THE question of whether convicted terrorists had renounced violent jihad would be central to their sentencing, a judge said yesterday.
He was speaking at the plea hearings of Aimen Joud, 23, and Ezzit Raad, 26, two of six men convicted with Muslim sheikh Abdul Nacer Benbrika of being members of an organisation fostering or preparing a terrorist act.
Justice Bernard Bongiorno rejected the adequacy of claims that the two men felt sorry for the hardship their actions had caused their families and the community. “That’s not remorse,” he said.
Raad’s lawyer said he could not say his client had “total remorse”.
Joud’s lawyer said the group’s plans were not advanced, so Joud “didn’t have a victim” over whom to feel remorse.
Justice Bongiorno said: “He didn’t have an individual victim.

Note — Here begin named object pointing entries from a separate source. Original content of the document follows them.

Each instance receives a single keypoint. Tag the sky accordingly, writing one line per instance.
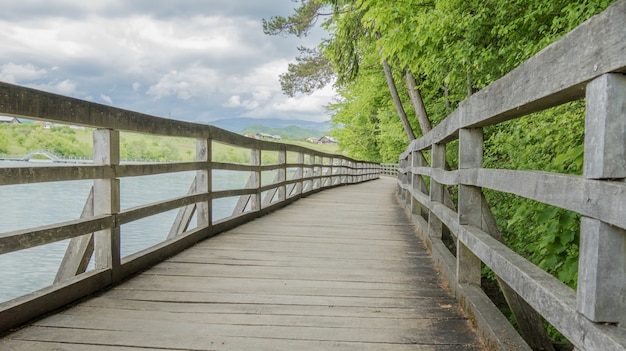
(192, 60)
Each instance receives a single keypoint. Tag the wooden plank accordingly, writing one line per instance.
(79, 250)
(158, 168)
(201, 340)
(16, 312)
(257, 288)
(553, 299)
(139, 212)
(526, 89)
(27, 238)
(28, 175)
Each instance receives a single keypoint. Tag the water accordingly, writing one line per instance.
(32, 205)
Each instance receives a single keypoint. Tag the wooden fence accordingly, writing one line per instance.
(590, 63)
(389, 169)
(278, 175)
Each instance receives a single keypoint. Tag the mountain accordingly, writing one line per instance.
(238, 125)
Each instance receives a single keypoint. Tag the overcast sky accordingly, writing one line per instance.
(194, 60)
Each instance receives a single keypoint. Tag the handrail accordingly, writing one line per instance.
(588, 62)
(297, 172)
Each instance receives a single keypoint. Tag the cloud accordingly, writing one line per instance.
(193, 82)
(193, 60)
(13, 73)
(106, 99)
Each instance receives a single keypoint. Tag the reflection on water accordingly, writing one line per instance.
(32, 205)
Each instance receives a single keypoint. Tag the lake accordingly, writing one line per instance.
(32, 205)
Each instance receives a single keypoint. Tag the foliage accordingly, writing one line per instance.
(549, 141)
(455, 48)
(311, 72)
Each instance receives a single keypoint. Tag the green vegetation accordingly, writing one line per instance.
(434, 54)
(288, 133)
(20, 139)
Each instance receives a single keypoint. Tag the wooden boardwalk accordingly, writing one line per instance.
(340, 269)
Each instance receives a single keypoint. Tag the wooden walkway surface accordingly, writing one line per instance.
(340, 269)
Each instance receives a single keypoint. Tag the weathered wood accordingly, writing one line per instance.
(106, 151)
(184, 215)
(159, 168)
(79, 250)
(435, 227)
(305, 283)
(204, 213)
(544, 292)
(468, 266)
(603, 200)
(602, 259)
(28, 175)
(529, 321)
(27, 238)
(139, 212)
(17, 312)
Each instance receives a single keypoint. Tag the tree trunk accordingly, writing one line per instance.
(396, 100)
(529, 321)
(418, 103)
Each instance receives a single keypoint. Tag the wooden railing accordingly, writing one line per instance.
(389, 169)
(590, 63)
(278, 175)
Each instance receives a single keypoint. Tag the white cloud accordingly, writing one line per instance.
(193, 82)
(106, 99)
(186, 58)
(13, 73)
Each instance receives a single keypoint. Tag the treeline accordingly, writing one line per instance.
(17, 140)
(401, 67)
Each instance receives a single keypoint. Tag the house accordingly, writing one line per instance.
(9, 120)
(327, 140)
(267, 136)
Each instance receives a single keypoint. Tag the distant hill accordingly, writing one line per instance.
(239, 125)
(289, 132)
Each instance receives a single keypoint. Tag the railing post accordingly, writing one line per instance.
(255, 160)
(106, 151)
(435, 227)
(417, 182)
(602, 258)
(470, 199)
(282, 175)
(203, 183)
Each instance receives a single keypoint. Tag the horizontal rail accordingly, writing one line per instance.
(297, 172)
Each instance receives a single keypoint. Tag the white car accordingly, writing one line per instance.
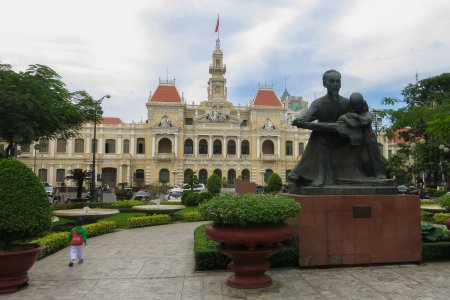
(178, 191)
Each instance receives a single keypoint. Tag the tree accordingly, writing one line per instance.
(214, 184)
(274, 183)
(79, 176)
(423, 124)
(36, 104)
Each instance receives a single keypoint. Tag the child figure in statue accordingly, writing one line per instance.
(359, 116)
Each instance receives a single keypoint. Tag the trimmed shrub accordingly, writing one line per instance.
(149, 220)
(187, 198)
(433, 233)
(55, 241)
(192, 216)
(444, 202)
(274, 184)
(24, 209)
(249, 208)
(214, 184)
(441, 218)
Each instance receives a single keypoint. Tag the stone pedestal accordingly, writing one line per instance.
(358, 229)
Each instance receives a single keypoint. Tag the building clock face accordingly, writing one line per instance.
(295, 106)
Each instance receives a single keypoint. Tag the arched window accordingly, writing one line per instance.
(245, 147)
(60, 175)
(188, 173)
(43, 145)
(79, 145)
(267, 175)
(188, 146)
(139, 178)
(165, 146)
(218, 172)
(43, 175)
(140, 149)
(94, 146)
(217, 147)
(164, 176)
(231, 176)
(126, 146)
(231, 147)
(268, 147)
(288, 148)
(301, 148)
(246, 175)
(110, 146)
(203, 146)
(61, 146)
(203, 176)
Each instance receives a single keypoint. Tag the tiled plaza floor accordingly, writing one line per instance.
(157, 263)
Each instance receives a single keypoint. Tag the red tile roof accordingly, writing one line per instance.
(166, 93)
(266, 97)
(111, 120)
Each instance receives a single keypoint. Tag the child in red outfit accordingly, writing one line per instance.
(77, 238)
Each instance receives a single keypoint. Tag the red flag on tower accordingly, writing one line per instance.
(217, 24)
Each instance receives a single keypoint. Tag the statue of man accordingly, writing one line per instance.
(316, 166)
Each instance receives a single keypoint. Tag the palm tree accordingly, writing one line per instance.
(79, 176)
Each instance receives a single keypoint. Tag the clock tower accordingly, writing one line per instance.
(217, 89)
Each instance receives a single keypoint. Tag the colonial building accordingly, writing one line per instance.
(249, 142)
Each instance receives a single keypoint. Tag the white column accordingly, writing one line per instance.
(258, 155)
(50, 175)
(129, 174)
(224, 147)
(195, 146)
(88, 145)
(153, 146)
(210, 146)
(279, 147)
(238, 150)
(296, 148)
(119, 145)
(176, 145)
(70, 146)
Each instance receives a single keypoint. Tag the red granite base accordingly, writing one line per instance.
(359, 229)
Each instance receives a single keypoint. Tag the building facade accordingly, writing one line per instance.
(177, 139)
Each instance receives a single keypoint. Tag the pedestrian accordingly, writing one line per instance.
(77, 238)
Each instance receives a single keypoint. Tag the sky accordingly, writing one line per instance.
(123, 48)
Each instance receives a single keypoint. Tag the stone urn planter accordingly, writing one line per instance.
(15, 266)
(249, 229)
(249, 248)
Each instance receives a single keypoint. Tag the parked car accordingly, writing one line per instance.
(402, 189)
(178, 191)
(142, 195)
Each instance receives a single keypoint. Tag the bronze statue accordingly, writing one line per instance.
(342, 146)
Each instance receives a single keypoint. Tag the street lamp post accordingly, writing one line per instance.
(36, 148)
(174, 172)
(94, 148)
(442, 151)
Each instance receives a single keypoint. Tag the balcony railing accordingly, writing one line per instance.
(165, 156)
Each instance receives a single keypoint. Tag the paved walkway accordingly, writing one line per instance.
(157, 263)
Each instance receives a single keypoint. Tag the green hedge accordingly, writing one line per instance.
(436, 251)
(441, 218)
(208, 258)
(149, 220)
(58, 240)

We have this society, which is the victim.
“I think the ‘R-word’ is the word that’s going to have to be dealt with, if not by counsel then ultimately by me in respect of my judgement about sentencing.
“If someone here were to say, ‘I have considered the things we discussed, the things that we were going to do, the things that we might have led to and what that might have meant to the society in which we live, and I have come to the decision that I won’t have anything to do with it’ – saying ‘I am sorry for what I have put my family through’ is not enough.”

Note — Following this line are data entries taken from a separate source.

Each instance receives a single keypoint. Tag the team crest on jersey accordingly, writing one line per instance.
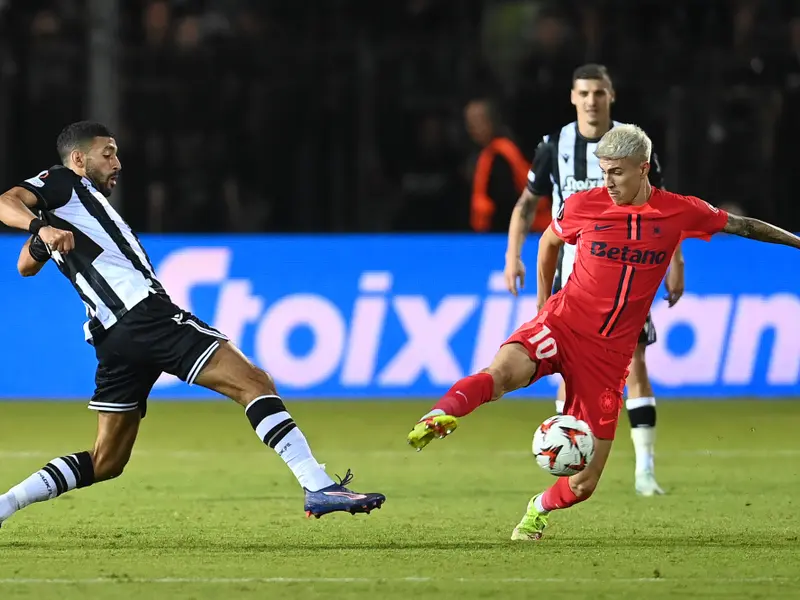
(38, 181)
(609, 401)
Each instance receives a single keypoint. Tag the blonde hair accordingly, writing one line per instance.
(625, 141)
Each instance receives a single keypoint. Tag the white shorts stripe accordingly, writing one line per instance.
(634, 403)
(114, 404)
(205, 330)
(201, 362)
(113, 408)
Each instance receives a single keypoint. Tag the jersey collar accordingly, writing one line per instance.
(642, 209)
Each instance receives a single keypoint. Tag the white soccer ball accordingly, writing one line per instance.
(563, 445)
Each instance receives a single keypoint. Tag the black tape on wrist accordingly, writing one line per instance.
(36, 225)
(39, 250)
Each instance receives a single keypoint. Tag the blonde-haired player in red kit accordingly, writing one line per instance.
(625, 235)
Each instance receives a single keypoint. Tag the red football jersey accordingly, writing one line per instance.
(622, 256)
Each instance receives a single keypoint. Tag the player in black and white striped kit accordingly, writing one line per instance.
(563, 165)
(136, 330)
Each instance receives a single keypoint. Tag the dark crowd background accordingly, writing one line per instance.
(348, 116)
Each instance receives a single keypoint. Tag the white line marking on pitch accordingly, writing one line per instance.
(312, 580)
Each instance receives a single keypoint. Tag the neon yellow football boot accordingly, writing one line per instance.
(531, 527)
(430, 427)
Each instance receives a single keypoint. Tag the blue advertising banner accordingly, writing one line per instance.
(405, 316)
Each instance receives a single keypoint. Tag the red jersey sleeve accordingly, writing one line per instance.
(567, 225)
(702, 220)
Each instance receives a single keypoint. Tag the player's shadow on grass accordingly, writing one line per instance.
(279, 547)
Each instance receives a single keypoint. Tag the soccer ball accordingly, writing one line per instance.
(563, 445)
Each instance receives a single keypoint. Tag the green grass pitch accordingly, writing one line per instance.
(205, 511)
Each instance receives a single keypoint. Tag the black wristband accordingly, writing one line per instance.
(39, 250)
(36, 225)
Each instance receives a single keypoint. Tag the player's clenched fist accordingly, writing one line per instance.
(515, 268)
(57, 239)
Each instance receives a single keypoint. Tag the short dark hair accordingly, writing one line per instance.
(78, 135)
(591, 71)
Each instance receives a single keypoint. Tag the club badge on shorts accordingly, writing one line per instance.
(609, 401)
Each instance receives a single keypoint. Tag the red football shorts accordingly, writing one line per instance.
(594, 376)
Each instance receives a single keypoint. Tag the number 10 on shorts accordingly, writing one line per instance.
(543, 343)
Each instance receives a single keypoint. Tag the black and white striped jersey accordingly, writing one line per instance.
(109, 267)
(565, 163)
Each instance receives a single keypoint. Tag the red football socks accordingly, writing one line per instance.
(560, 495)
(466, 395)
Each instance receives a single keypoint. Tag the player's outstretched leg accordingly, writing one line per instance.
(229, 373)
(565, 492)
(116, 434)
(510, 370)
(641, 407)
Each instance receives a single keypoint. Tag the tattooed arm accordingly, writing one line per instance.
(759, 230)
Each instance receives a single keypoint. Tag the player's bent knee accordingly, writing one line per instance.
(108, 464)
(511, 370)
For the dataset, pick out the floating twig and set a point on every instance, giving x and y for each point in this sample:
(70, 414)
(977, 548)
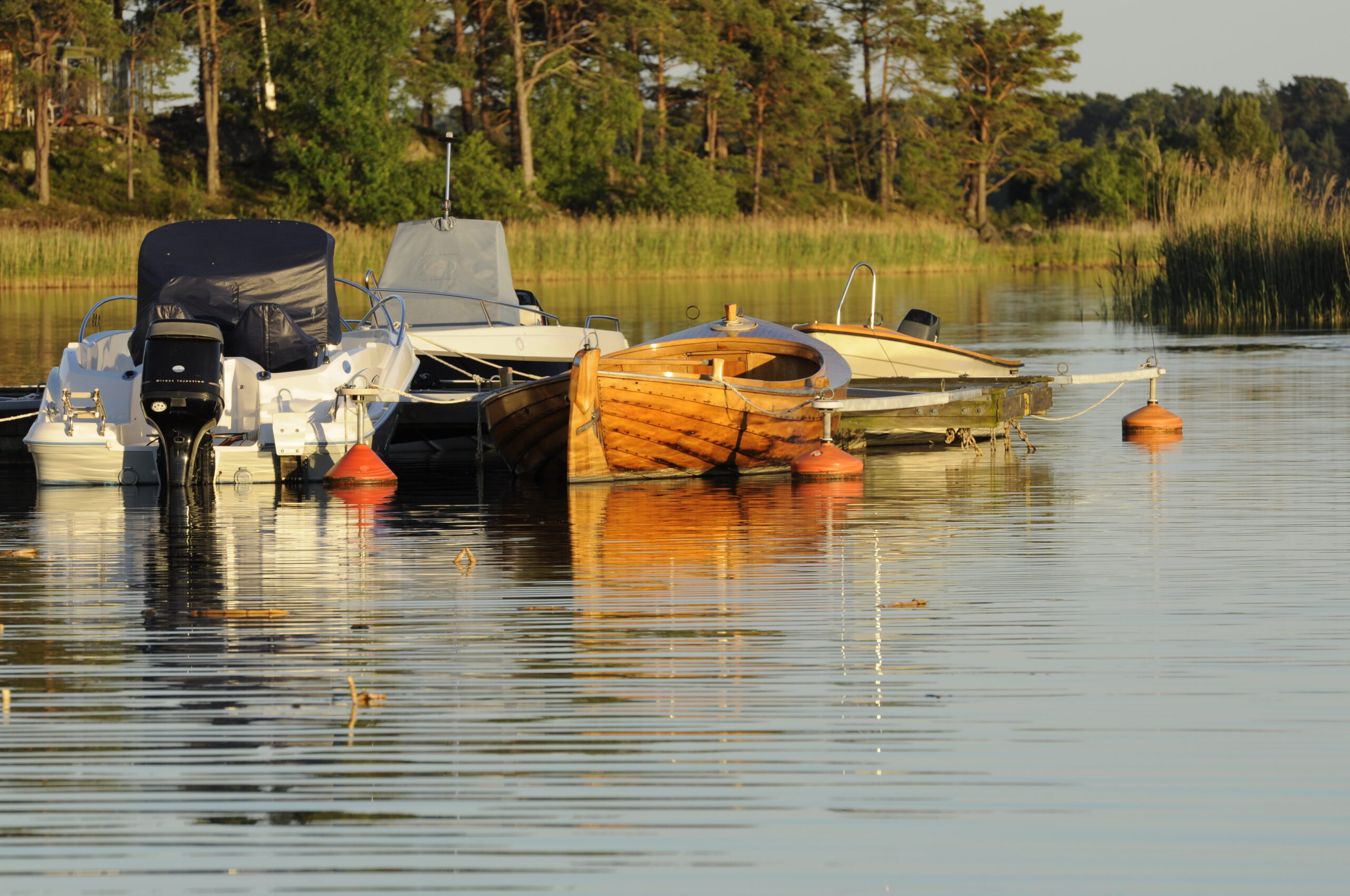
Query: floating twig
(365, 698)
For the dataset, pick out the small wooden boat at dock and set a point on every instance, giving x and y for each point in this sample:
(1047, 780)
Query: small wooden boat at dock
(734, 396)
(909, 351)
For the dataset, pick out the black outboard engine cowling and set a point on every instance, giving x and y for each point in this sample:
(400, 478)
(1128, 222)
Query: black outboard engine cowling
(180, 393)
(921, 324)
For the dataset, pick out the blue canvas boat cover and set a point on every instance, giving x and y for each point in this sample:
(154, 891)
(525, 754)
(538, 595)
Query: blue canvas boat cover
(216, 270)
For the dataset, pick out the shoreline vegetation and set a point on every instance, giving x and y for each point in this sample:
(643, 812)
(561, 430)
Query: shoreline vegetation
(1244, 247)
(631, 247)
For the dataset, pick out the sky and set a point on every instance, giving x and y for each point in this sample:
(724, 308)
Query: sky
(1134, 45)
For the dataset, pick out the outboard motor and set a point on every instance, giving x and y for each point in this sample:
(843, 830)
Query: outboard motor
(180, 393)
(921, 324)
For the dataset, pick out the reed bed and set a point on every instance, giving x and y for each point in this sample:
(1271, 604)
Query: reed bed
(1245, 249)
(566, 249)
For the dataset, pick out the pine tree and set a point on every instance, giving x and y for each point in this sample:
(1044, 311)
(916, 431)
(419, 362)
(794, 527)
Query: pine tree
(1005, 119)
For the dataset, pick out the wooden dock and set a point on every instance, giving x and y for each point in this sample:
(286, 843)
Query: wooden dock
(917, 412)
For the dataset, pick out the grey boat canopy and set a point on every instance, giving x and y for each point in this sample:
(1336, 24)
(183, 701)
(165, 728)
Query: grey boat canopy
(461, 257)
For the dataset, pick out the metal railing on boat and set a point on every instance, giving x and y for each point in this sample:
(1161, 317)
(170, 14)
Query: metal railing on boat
(971, 393)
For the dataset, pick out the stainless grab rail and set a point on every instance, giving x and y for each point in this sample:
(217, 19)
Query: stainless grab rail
(484, 303)
(839, 312)
(97, 307)
(591, 317)
(379, 304)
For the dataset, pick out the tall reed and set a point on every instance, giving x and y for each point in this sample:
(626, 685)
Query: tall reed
(566, 249)
(1245, 247)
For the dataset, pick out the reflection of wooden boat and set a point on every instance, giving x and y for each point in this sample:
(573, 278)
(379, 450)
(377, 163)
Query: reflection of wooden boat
(695, 538)
(732, 397)
(912, 350)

Greg Barns, for Raad, said his client came under Benbrika’s influence shortly after his brother died at the age of 23.
Mr Barns said Raad was involved in only 23 of 482 covertly taped conversations, that his fingerprints were on only one of 31 documents in the group’s common jihadi library, and that there was no evidence he gave a pledge of loyalty to the leader, Benbrika.

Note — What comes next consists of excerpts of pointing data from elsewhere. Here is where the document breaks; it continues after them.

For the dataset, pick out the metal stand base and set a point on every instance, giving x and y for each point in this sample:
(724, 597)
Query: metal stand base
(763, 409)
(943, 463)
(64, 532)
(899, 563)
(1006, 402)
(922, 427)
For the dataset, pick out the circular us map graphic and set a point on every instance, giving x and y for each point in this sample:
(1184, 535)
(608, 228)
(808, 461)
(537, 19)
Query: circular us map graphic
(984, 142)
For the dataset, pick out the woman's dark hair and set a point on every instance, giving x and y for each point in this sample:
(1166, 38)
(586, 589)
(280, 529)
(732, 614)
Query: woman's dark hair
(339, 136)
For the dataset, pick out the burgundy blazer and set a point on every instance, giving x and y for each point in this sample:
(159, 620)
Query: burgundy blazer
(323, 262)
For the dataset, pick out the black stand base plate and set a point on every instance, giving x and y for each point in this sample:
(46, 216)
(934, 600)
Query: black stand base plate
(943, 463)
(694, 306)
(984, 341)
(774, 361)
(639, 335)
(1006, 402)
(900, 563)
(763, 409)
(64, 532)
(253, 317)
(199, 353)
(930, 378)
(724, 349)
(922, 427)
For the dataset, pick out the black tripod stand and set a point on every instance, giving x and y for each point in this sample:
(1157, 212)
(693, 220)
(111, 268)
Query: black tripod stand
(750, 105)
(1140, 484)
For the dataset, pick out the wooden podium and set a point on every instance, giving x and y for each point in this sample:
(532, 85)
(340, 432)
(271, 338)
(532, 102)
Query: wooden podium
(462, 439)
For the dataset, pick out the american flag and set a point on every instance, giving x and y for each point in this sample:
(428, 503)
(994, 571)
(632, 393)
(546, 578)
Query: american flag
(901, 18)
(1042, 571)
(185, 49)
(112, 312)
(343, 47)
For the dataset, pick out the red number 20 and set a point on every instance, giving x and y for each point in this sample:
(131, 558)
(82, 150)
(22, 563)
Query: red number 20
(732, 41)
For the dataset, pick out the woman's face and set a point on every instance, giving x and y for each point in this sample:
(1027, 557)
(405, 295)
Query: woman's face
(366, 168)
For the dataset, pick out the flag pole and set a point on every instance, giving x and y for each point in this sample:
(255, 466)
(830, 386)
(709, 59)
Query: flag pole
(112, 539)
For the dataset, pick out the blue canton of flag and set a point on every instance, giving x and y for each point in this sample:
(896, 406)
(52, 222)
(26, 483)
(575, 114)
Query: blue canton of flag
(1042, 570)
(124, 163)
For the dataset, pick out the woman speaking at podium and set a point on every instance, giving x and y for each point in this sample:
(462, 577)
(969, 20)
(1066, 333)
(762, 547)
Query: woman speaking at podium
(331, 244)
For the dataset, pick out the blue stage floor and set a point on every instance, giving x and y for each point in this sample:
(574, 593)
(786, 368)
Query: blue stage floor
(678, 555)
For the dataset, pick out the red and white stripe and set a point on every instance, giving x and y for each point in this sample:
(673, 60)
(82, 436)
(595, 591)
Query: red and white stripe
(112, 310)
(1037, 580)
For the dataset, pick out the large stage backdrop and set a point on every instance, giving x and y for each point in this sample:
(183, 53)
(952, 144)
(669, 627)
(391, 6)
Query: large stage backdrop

He had “a relatively minor role in the organisation”, he said.
Mr Barns said the judge should make concurrent the sentences for being a member of and attempting to provide funds to the organisation.
Trevor Wraight, for Joud, denied prosecution claims that Joud had been Benbrika’s “heir apparent”.
He said Joud had moved away from the group by the time he was arrested and had not had a more senior role than others in Benbrika’s consultative council.
He also asked for concurrent sentences on Joud’s five convictions.
The two men were remanded for sentence on a date to be set.